Il romanzo Iperione o l’eremita in Grecia ha reso famoso il poeta Friedrich Hölderlin più delle sue poesie. Addirittura ai suoi tempi per molte persone lui era l’autore di Iperione e nient’altro. Lui stesso era affezionato a quest’opera a cui aveva lavorato – a quanto ci è dato a sapere – cinque anni, forse anche di più.
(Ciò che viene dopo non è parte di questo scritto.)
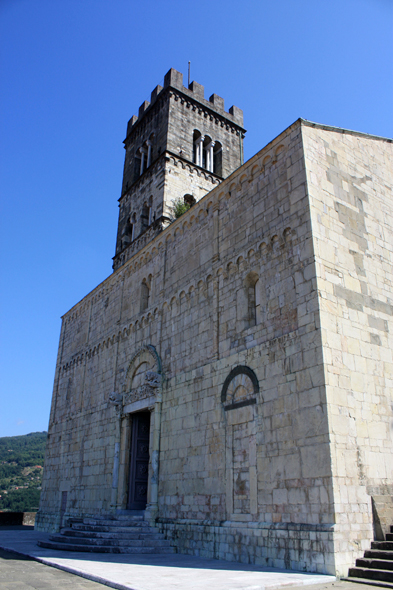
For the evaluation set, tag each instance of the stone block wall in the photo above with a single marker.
(241, 294)
(350, 181)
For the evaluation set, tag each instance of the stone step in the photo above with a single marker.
(371, 574)
(118, 521)
(377, 583)
(382, 545)
(112, 528)
(147, 542)
(111, 535)
(378, 554)
(105, 548)
(379, 564)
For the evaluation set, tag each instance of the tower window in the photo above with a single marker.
(133, 227)
(145, 295)
(207, 153)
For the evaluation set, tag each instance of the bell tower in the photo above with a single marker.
(180, 146)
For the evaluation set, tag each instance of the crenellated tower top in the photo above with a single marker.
(178, 147)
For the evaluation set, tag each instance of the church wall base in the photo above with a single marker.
(299, 547)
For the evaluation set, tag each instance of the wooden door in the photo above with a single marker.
(139, 461)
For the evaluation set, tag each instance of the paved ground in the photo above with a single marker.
(18, 572)
(143, 572)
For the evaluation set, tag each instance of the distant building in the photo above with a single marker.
(233, 377)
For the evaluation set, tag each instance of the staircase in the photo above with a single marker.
(376, 567)
(125, 533)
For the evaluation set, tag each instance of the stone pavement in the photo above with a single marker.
(133, 572)
(18, 572)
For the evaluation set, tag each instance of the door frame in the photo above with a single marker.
(133, 458)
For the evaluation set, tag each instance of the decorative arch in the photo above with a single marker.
(146, 359)
(240, 388)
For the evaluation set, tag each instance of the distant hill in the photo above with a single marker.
(21, 467)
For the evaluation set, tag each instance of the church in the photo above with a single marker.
(230, 383)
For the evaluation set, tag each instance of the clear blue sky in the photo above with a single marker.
(72, 74)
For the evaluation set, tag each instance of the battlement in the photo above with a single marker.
(195, 91)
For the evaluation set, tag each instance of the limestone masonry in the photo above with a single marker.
(233, 377)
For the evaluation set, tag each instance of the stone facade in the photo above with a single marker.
(256, 329)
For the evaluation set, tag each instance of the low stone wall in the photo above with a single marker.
(17, 518)
(299, 547)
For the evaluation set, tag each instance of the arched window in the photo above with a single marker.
(150, 207)
(145, 294)
(208, 146)
(198, 147)
(133, 227)
(145, 216)
(207, 153)
(217, 158)
(249, 303)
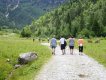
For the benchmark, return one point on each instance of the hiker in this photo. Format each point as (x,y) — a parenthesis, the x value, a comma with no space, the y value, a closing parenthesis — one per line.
(33,39)
(48,40)
(53,44)
(63,45)
(80,44)
(71,44)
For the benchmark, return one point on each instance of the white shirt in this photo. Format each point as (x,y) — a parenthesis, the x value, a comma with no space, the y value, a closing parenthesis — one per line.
(62,40)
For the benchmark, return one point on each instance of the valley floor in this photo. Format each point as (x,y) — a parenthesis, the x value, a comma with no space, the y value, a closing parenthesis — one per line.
(71,67)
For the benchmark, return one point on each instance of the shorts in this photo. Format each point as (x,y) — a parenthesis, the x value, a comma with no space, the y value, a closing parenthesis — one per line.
(53,46)
(62,46)
(71,47)
(80,48)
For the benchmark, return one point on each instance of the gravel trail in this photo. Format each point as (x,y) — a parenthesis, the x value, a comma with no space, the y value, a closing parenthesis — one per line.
(71,67)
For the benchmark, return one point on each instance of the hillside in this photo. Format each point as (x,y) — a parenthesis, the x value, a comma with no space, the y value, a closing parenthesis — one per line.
(17,13)
(78,18)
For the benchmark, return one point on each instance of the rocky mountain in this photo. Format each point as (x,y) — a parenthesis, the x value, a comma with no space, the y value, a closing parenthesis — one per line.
(21,12)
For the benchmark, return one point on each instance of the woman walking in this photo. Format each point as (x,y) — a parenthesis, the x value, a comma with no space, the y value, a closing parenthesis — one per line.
(71,44)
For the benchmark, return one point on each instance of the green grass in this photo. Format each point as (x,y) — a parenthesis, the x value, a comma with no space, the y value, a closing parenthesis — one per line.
(10,48)
(97,51)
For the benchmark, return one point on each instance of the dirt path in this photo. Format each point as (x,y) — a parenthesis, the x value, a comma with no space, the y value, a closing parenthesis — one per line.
(71,67)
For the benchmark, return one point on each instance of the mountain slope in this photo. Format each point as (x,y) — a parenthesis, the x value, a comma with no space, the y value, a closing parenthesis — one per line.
(22,12)
(80,18)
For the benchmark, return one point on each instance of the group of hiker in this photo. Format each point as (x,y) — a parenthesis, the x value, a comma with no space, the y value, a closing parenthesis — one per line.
(63,44)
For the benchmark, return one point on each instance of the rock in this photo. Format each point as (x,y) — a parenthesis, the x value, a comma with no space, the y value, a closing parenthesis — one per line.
(24,58)
(17,66)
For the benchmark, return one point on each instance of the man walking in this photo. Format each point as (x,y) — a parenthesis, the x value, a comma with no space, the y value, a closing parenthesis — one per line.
(63,45)
(71,44)
(80,44)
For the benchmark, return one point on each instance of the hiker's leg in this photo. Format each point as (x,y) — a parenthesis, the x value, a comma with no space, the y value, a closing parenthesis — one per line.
(62,52)
(72,51)
(79,50)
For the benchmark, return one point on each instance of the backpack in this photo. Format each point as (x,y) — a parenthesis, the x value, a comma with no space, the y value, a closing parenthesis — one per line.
(65,43)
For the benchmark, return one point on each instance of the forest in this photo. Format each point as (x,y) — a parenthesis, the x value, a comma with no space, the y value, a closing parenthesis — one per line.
(86,18)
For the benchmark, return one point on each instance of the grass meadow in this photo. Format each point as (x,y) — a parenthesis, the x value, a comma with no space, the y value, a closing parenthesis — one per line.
(96,50)
(10,48)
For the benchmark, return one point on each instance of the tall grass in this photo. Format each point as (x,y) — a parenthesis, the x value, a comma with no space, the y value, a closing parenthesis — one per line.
(97,51)
(10,48)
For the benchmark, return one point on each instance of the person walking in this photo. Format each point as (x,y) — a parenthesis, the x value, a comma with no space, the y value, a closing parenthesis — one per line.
(53,44)
(63,45)
(80,44)
(71,44)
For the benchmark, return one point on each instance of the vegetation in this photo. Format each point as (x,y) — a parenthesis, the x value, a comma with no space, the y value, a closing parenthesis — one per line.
(78,18)
(17,13)
(10,48)
(97,50)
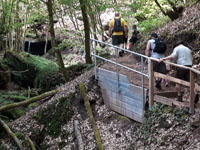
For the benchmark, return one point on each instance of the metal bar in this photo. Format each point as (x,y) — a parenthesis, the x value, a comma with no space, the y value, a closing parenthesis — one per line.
(142,70)
(191,92)
(146,75)
(117,68)
(95,60)
(151,85)
(120,48)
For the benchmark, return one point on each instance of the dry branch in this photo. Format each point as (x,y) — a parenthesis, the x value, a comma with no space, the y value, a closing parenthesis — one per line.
(78,135)
(89,112)
(5,126)
(28,101)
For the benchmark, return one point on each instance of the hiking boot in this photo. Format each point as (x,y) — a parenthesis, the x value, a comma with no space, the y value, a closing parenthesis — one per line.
(196,98)
(179,98)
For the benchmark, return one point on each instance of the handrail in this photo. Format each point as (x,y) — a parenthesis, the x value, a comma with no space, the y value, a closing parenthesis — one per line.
(146,75)
(126,50)
(177,65)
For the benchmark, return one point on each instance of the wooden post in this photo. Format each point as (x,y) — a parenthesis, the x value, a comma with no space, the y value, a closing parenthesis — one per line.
(151,84)
(191,92)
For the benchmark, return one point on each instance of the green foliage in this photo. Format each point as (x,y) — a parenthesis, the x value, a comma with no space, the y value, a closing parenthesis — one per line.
(53,117)
(68,43)
(151,24)
(158,116)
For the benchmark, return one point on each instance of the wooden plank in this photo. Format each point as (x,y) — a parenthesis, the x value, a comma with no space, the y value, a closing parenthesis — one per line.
(127,113)
(128,100)
(111,75)
(182,82)
(119,101)
(191,92)
(170,102)
(151,84)
(168,94)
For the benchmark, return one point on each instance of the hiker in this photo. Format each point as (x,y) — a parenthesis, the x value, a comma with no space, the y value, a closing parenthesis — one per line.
(117,30)
(126,37)
(183,56)
(152,51)
(134,37)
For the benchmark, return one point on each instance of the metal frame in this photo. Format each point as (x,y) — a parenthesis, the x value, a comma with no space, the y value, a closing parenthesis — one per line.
(94,54)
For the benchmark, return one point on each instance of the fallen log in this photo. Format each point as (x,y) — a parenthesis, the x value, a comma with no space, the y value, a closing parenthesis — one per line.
(5,126)
(78,135)
(91,118)
(28,101)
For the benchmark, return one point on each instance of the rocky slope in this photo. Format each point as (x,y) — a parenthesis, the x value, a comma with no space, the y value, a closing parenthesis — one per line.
(165,128)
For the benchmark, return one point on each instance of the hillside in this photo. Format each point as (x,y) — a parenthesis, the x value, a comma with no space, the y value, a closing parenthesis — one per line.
(50,124)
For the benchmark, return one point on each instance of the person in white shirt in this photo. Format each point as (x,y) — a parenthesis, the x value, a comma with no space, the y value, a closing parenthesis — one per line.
(183,56)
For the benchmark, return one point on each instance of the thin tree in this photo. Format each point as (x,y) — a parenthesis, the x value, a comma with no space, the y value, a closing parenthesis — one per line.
(87,31)
(49,4)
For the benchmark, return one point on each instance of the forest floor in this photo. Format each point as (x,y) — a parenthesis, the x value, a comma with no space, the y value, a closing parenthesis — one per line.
(164,128)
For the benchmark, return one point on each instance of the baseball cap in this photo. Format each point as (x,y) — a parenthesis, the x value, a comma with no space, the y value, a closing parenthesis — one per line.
(154,35)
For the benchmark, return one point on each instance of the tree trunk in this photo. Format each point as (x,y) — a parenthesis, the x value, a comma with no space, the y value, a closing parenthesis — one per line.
(5,126)
(156,1)
(87,31)
(53,40)
(89,112)
(28,101)
(78,135)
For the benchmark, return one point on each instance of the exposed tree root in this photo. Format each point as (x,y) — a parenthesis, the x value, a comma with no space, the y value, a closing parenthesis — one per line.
(28,101)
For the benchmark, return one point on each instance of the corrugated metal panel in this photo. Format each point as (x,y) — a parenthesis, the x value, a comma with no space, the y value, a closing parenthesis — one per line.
(127,100)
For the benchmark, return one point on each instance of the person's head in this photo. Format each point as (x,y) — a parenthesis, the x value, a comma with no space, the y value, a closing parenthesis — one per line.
(178,43)
(154,35)
(134,26)
(117,14)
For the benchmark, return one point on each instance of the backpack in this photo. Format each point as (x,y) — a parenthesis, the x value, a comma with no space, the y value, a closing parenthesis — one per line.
(135,33)
(160,46)
(117,25)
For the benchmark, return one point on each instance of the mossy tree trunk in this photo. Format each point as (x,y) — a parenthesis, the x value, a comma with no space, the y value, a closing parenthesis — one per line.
(5,126)
(53,40)
(89,112)
(28,101)
(83,4)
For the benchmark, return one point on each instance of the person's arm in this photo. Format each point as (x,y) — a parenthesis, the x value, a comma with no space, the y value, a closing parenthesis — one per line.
(126,31)
(111,27)
(166,58)
(148,48)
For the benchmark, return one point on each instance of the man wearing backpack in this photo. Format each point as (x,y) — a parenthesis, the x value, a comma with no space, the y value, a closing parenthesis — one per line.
(156,48)
(183,56)
(134,37)
(118,30)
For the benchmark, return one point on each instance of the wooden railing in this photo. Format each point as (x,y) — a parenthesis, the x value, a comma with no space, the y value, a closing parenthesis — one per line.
(192,85)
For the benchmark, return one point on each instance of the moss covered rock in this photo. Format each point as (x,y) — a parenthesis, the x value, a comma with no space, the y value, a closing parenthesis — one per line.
(33,71)
(4,76)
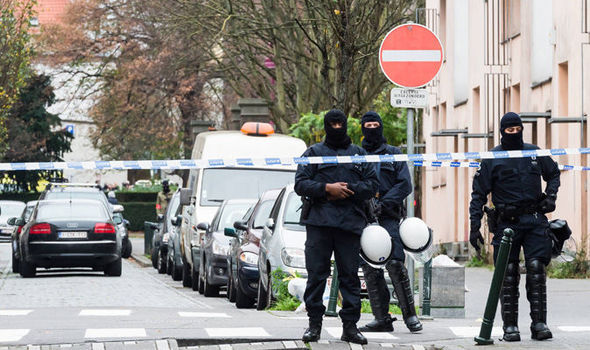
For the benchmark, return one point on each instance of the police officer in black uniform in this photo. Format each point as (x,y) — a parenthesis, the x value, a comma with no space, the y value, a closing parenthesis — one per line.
(515,184)
(395,185)
(333,212)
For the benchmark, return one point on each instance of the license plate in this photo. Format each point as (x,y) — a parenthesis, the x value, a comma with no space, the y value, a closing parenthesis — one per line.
(72,234)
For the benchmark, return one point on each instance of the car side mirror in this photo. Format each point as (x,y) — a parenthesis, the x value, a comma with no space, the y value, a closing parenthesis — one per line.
(270,223)
(204,226)
(185,196)
(229,232)
(177,220)
(240,225)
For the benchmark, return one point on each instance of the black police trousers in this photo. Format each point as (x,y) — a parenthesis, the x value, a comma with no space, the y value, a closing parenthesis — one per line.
(320,243)
(530,233)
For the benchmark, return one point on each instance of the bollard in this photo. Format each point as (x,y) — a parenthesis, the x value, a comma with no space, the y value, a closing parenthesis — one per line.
(485,333)
(427,285)
(331,310)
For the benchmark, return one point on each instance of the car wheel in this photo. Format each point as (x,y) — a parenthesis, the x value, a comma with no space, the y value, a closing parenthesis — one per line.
(155,258)
(261,296)
(209,290)
(161,262)
(186,274)
(15,264)
(27,270)
(242,300)
(114,268)
(231,290)
(196,280)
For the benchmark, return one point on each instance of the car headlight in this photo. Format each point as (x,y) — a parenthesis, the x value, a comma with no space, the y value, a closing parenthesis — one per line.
(219,249)
(249,258)
(293,257)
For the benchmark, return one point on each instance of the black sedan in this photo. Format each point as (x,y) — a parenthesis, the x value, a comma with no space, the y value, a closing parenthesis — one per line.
(242,262)
(70,233)
(215,245)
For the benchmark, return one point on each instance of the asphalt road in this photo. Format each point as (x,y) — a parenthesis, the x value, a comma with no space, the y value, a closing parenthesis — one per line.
(81,306)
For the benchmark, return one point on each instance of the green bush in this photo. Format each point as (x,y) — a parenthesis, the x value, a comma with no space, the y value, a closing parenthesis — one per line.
(138,212)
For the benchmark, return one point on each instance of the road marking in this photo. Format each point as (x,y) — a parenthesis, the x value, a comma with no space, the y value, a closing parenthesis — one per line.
(203,314)
(104,312)
(15,312)
(237,332)
(411,55)
(9,335)
(469,332)
(574,329)
(114,332)
(336,332)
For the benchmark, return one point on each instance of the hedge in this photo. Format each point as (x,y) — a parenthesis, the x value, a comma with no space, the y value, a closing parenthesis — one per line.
(138,212)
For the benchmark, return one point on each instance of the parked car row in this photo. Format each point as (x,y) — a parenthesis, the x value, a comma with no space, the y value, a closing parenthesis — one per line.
(71,225)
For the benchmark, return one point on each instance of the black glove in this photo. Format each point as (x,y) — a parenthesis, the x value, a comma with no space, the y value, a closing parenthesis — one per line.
(475,237)
(547,204)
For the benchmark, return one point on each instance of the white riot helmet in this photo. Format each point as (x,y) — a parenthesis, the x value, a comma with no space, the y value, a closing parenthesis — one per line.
(415,235)
(376,245)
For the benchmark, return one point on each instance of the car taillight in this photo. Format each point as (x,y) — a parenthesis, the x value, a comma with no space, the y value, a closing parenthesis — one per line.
(40,229)
(104,228)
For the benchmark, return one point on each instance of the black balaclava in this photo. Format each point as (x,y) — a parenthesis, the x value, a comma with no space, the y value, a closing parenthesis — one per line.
(373,137)
(336,138)
(511,141)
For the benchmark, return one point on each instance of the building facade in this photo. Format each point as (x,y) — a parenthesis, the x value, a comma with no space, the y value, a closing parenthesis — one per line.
(529,57)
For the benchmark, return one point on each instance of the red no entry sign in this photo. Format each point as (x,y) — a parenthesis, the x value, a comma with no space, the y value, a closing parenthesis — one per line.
(410,55)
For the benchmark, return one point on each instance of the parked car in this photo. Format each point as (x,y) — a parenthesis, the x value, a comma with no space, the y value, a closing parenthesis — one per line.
(242,261)
(209,187)
(8,209)
(282,244)
(126,245)
(25,216)
(162,235)
(70,233)
(215,245)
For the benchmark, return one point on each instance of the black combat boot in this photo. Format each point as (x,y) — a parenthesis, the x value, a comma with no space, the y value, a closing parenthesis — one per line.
(313,332)
(351,334)
(401,284)
(536,292)
(379,299)
(509,302)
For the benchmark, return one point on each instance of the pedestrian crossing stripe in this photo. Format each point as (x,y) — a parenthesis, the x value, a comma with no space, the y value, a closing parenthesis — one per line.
(12,335)
(203,314)
(15,312)
(115,333)
(237,332)
(336,332)
(104,312)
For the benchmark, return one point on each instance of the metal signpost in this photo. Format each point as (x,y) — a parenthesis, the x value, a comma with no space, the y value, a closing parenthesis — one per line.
(410,56)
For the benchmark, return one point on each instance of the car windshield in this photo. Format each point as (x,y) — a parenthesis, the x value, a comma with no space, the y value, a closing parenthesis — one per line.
(221,184)
(262,214)
(293,212)
(11,209)
(231,213)
(71,210)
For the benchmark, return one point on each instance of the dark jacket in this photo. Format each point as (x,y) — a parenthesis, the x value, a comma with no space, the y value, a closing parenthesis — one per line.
(512,181)
(310,181)
(395,183)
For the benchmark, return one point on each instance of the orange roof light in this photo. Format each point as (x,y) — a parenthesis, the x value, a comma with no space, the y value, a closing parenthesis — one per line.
(257,129)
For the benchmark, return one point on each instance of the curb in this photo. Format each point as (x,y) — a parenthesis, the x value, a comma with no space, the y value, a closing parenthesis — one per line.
(141,260)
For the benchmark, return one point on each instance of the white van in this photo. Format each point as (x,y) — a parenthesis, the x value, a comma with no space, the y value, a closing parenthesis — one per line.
(211,186)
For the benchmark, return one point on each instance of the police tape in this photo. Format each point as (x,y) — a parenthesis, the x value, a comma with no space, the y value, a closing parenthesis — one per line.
(436,164)
(286,161)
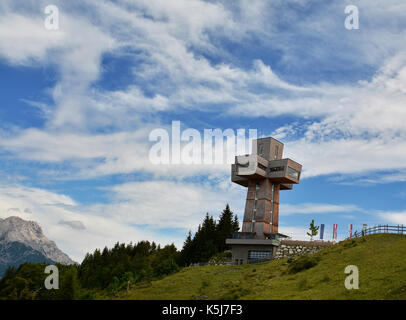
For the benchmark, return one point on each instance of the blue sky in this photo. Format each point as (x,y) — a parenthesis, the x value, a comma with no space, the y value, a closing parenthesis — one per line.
(77,106)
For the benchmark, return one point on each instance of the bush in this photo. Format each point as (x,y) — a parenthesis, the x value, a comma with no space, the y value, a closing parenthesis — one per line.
(303,263)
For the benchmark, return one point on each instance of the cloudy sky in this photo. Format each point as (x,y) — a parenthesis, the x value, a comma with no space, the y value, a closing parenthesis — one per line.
(77,106)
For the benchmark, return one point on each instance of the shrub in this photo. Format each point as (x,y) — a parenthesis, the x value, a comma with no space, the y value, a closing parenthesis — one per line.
(303,263)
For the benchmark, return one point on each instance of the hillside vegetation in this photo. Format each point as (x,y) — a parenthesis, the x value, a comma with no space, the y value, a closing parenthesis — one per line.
(381,260)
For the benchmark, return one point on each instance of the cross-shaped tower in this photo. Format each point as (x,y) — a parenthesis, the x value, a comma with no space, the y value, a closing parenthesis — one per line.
(264,173)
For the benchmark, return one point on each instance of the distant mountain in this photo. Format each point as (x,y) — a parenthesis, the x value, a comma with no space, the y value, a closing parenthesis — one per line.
(23,241)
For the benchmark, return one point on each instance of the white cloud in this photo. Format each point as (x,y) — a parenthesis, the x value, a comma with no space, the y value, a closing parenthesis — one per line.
(317,208)
(395,217)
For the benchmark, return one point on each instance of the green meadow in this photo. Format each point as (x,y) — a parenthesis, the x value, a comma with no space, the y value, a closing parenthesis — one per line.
(381,261)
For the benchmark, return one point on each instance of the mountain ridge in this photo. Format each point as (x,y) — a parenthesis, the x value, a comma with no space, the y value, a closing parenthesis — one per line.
(24,241)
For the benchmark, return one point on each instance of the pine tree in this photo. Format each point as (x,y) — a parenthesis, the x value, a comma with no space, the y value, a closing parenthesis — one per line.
(227,225)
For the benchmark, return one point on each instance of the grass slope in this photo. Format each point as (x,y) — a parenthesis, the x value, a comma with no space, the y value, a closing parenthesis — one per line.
(381,260)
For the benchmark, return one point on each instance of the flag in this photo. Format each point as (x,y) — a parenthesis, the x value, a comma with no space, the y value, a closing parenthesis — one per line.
(334,231)
(364,229)
(321,231)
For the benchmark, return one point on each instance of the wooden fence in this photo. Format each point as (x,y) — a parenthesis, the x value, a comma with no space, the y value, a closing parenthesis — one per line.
(399,229)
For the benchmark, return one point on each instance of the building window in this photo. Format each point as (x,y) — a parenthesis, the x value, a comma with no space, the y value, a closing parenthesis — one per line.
(261,166)
(293,173)
(254,213)
(273,169)
(254,254)
(272,200)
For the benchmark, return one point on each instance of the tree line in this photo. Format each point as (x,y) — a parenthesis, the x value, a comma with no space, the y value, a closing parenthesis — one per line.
(108,271)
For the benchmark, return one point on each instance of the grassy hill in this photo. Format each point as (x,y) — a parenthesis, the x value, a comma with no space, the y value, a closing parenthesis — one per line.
(381,260)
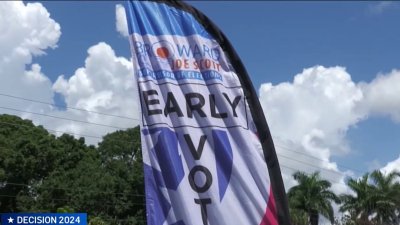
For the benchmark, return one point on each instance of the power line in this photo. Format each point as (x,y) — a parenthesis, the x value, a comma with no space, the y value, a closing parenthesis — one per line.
(130,142)
(67,107)
(64,132)
(314,157)
(96,192)
(62,118)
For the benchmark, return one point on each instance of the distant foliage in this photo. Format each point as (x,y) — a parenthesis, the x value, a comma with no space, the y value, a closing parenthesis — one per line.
(43,173)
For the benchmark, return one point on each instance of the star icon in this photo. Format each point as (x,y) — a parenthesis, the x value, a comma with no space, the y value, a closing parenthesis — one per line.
(10,220)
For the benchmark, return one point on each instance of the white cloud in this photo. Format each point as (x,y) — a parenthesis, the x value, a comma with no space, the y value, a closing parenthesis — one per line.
(121,22)
(105,84)
(380,7)
(26,30)
(392,166)
(382,95)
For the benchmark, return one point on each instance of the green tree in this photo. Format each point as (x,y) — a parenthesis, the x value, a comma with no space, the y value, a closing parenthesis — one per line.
(386,192)
(312,196)
(121,157)
(376,199)
(359,205)
(28,154)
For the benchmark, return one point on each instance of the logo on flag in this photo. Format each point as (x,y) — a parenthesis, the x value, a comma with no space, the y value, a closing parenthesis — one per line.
(203,152)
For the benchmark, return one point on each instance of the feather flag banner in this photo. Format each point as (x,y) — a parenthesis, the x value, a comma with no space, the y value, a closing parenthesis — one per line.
(207,151)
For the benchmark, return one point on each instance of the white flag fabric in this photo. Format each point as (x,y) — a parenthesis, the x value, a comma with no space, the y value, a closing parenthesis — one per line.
(208,158)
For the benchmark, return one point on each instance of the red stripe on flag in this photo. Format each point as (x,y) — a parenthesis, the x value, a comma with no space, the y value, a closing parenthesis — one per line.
(270,216)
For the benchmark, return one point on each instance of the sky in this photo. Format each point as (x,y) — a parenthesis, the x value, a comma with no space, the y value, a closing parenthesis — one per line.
(327,74)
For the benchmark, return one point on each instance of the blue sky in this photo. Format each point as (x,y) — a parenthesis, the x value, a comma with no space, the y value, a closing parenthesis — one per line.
(276,41)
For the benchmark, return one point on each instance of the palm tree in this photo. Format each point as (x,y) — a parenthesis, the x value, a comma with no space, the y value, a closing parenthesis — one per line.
(376,199)
(387,195)
(312,196)
(359,205)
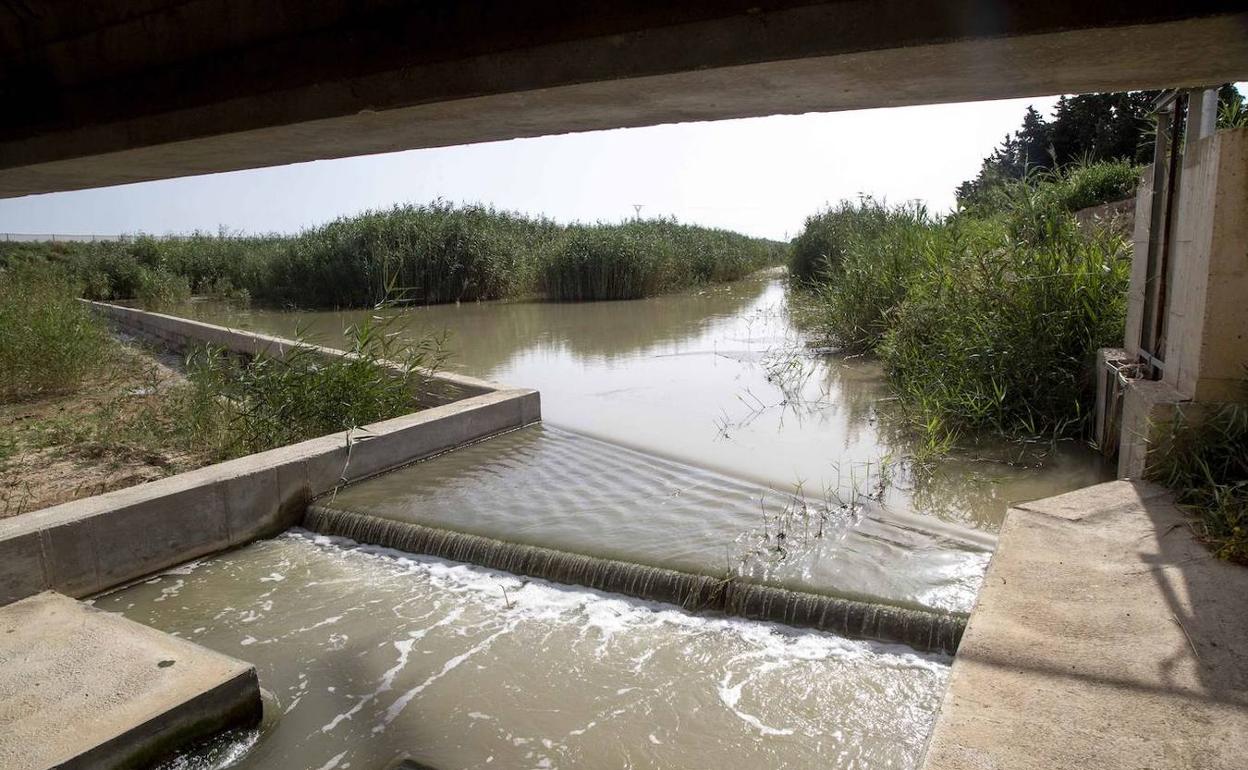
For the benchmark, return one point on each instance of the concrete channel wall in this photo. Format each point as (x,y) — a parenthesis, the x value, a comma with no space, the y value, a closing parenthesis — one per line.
(87,545)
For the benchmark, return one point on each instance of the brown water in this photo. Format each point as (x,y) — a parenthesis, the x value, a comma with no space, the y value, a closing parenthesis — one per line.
(718,378)
(706,403)
(548,487)
(371,655)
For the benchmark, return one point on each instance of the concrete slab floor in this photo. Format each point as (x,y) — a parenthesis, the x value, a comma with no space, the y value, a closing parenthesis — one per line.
(1106,638)
(82,688)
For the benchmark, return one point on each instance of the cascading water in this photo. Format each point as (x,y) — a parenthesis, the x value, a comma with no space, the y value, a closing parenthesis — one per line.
(920,629)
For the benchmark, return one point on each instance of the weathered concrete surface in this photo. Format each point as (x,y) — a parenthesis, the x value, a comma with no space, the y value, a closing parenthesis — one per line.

Quando esce il secondo volumetto di Iperione Friedrich scrive due dediche nella copia per Susette Gontard, la persona che ama di più al mondo: una sul frontispizio in grandi lettere corsive: “A chi altri se non a te“; e un’altra nascosta all’interno della copertina:
L’influenza di nature nobili è necessaria all’artista come la luce del giorno alle piante, e come la luce del giorno si ritrova nella pianta non nel suo consueto aspetto, ma soltanto nel gioco variegato terrestre dei colori, così le nature nobili non ritrovano se stesse ma tracce sparse della loro eccellenza nelle varie figure e giochi dell’artista (L’autore)”.
La cosa bella è che Susette a sua volta percepiva profondamente l’indole poetica di Hölderlin, e si vede da una sola frase in una lettera che ha scritto al suo amato Friedrich: “… tu parli spesso del tuo Iperione chiamandolo un romanzo, io lo penso come un’unica bellissima poesia”. Con intuito e grande sensibilità musicale e con le sue semplici parole, Susette dice per prima quello che più tardi scopriranno alcuni grandi studiosi: cioè che Hölderlin non è capace di scrivere in prosa, le sue frasi ubbidiscono sempre a una prosodia, a un ritmo poetico, sia legato a qualche metro o libero.
E questo modo di scrivere non lo ha mai abbandonato, nemmeno negli anni del ritiro nella torre quando era considerato malato di mente ed aveva quasi smesso di scrivere: quel poco che ancora gli succede di comporre sono sempre poesie, semplici, ma impeccabili, perfette nei ritmi e nelle rime.